Limitations of our study were primarily related to its retrospective nature. Although sonographers and radiologists endeavor to ensure that standard images are obtained for every patient, the number and quality of images available varied. For example, images of the IVC were not always included, likely due to technical difficulty in visualizing this deep vessel perpendicular to the ultrasound probe, especially with bandages narrowing the available sonographic windows.
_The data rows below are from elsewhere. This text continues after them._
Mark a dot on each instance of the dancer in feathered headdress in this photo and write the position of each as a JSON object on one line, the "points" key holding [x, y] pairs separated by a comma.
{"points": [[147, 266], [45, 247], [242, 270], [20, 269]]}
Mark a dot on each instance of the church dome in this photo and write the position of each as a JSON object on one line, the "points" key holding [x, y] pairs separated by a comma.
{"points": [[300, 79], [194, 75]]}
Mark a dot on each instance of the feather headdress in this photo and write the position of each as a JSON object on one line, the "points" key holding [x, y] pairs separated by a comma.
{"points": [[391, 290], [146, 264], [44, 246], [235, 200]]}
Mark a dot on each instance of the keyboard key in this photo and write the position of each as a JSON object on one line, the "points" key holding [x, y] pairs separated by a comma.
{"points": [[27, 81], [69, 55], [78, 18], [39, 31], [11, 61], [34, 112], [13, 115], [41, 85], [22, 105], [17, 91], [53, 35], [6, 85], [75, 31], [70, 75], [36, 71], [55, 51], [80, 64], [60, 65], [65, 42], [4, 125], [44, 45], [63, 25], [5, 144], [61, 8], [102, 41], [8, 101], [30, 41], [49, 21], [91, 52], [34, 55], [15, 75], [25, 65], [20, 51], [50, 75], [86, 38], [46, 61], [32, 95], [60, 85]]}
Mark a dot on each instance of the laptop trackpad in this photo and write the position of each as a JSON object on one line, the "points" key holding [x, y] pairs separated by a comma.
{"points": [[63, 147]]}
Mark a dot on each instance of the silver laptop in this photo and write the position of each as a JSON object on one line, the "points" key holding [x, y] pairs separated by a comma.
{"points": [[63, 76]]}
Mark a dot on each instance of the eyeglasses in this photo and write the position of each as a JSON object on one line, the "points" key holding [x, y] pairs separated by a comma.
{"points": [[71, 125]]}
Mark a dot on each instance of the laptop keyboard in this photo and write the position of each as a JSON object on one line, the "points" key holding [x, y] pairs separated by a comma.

Several images were not included in data analysis due to technical concerns, such as inappropriate beam steering when imaging portal veins. We were also limited to reliance on the documented clinical outcomes in available medical records, with the risk that we may have missed some complications. However, both sites have regional electronic medical records covering catchment areas of several million people, and follow-up was readily available. The sample size, although substantial for a study of this type, was still limited, particularly with respect to subgroup analyses (e.g., three patients with hepatic vein or IVC complications). The patient populations were somewhat different between sites, with older patients on average at site M. However, the diversity of the study population is arguably a strength of the study rather than a limitation. Finally, the time of initial postoperative ultrasound varied, generally on POD1 but varying between late on POD0 and on POD2. This may affect some vascular flow patterns that can change rapidly in the recovery period. Future studies could review the serial evolution of normal changes in the first weeks postoperatively.

It should be noted that despite the statistically significant differences observed, we saw wide and overlapping SDs of all velocities, limiting the predictive ability of a single numeric value in any individual patient. Some complications do not become evident until serial ultrasound studies show changes in flow patterns, which is one reason that daily ultrasound studies in at least the few days after liver transplantation are recommended [1]. To determine whether a complication is likely, the physician interpreting the ultrasound study must consider the Doppler velocities and flow patterns in all relevant vessels together as well as considering the pattern of changes over any prior ultrasound studies. Our most consistent finding was that on the initial POD1 ultrasound the care team should be particularly aware of low velocities and resistive indexes, which are concerning for complications.